Critique Builtin MCP Tool Skill
When to Use This Skill
Use this skill when:
- •Auditing existing builtin MCP server implementations for compliance
- •Reviewing pull requests that add or modify builtin tools
- •Validating tool implementations against the Tool Design Manifesto v2.1
- •Providing constructive feedback on tool design and implementation
- •Identifying potential issues before they reach production
Prerequisites: Familiarity with Tool Design Manifesto v2.1, Rust, and MCP protocol basics.
Audit Methodology
Step 1: Understand the Tool Design Manifesto Rules
Before auditing, internalize these 5 critical rules:
Rule 1: The Immutable ID Rule (Schema Design)
- •Never expose system-critical IDs as input for CREATE operations
- •CREATE tools: System generates ID, agent receives it
- •UPDATE/DELETE tools: ID is required input (validated before use)

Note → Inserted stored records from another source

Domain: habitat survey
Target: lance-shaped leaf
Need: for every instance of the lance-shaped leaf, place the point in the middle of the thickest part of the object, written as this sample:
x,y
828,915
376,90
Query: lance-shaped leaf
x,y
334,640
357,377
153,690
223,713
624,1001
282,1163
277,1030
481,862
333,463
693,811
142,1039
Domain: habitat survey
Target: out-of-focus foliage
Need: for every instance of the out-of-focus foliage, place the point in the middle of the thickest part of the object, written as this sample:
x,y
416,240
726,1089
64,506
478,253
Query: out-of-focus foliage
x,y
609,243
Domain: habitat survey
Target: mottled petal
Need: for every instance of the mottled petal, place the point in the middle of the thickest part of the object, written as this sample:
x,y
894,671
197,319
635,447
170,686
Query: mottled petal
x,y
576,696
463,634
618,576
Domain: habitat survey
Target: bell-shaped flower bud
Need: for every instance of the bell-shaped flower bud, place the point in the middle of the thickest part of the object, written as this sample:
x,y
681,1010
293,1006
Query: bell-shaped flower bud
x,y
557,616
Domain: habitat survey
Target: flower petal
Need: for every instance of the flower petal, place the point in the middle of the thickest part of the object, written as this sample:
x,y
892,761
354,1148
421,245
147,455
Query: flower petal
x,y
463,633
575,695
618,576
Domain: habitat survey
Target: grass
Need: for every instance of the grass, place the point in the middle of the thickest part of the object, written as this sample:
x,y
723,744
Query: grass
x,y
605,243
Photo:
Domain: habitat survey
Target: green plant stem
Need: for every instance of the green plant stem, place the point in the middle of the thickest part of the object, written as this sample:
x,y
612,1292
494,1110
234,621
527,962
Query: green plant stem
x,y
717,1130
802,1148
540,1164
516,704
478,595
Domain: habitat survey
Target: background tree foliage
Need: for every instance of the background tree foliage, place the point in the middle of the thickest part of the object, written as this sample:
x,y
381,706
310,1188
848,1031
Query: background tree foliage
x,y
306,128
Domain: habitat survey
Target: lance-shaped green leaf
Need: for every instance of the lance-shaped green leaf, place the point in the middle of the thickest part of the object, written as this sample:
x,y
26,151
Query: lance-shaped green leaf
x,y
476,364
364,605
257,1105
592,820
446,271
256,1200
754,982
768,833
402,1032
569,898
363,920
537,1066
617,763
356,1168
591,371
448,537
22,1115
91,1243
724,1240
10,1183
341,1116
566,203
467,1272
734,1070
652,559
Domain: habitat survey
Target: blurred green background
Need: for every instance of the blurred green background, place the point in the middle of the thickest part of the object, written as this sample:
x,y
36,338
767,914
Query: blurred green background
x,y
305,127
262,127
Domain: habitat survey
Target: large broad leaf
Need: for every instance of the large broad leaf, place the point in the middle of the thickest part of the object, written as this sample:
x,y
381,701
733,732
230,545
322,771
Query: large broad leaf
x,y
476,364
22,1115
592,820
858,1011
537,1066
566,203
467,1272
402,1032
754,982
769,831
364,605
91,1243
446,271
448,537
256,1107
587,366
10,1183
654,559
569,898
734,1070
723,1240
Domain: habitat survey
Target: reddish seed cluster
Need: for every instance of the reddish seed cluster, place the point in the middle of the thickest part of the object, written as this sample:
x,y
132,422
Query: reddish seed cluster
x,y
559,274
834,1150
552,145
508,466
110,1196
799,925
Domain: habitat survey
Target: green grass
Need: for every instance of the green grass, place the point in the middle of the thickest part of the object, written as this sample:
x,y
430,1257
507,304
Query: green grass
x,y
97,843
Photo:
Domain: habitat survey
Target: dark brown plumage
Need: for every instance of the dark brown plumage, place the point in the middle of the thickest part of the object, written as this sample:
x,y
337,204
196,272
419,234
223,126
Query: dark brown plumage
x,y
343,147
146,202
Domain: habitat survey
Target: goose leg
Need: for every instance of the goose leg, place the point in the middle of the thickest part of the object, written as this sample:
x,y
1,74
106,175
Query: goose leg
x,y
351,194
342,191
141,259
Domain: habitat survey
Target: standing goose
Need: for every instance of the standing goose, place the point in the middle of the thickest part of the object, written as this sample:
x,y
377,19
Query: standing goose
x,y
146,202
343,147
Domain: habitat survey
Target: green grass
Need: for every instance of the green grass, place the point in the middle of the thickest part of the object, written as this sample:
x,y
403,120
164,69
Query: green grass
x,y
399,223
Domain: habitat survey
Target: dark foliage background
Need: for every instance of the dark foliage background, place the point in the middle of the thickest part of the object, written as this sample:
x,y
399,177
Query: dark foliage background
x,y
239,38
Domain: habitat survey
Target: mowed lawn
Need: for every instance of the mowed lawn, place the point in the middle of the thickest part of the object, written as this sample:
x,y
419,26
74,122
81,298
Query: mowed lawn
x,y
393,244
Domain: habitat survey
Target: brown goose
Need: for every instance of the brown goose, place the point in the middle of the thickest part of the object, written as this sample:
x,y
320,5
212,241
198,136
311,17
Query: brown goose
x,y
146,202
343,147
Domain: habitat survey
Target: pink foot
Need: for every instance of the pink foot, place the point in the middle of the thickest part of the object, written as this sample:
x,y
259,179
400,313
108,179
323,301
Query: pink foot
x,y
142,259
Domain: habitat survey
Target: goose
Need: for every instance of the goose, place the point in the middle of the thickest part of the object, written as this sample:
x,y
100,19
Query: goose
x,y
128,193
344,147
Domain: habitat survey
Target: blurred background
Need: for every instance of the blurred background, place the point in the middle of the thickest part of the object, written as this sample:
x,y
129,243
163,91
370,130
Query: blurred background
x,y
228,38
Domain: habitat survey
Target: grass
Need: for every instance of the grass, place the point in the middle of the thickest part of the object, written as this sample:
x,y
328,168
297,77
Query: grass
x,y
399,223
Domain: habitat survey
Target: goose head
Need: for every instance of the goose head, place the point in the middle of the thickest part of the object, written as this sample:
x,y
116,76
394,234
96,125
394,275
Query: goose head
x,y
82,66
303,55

Rule 2: The Hallucination Firewall (Execution Logic)
- •Never trust agent-provided IDs without validation
- •Check existence BEFORE any database/state mutation
- •Return logic errors (not DB errors) with recovery hints
Rule 3: The Dual-Channel Response Rule (Output)
- •Text content (what AI sees): Complete narrative with IDs, status, next steps
- •Structured content (what UI sees): JSON for rendering tables/graphs
- •Critical IDs MUST be in BOTH channels
Rule 4: AI-Native Descriptions (Input)
- •Use data operation terms: "extract", "use", "target"
- •Avoid human UI actions: "click", "type", "copy", "paste"
- •Document prerequisites explicitly
- •Show workflow patterns, not button clicks
Rule 5: The "Success Hint" Pattern (Error Handling)
- •Every error includes path to success
- •Suggest recovery tools from same tool group
- •Format: "❌ Problem. 💡 Use toolName() to fix"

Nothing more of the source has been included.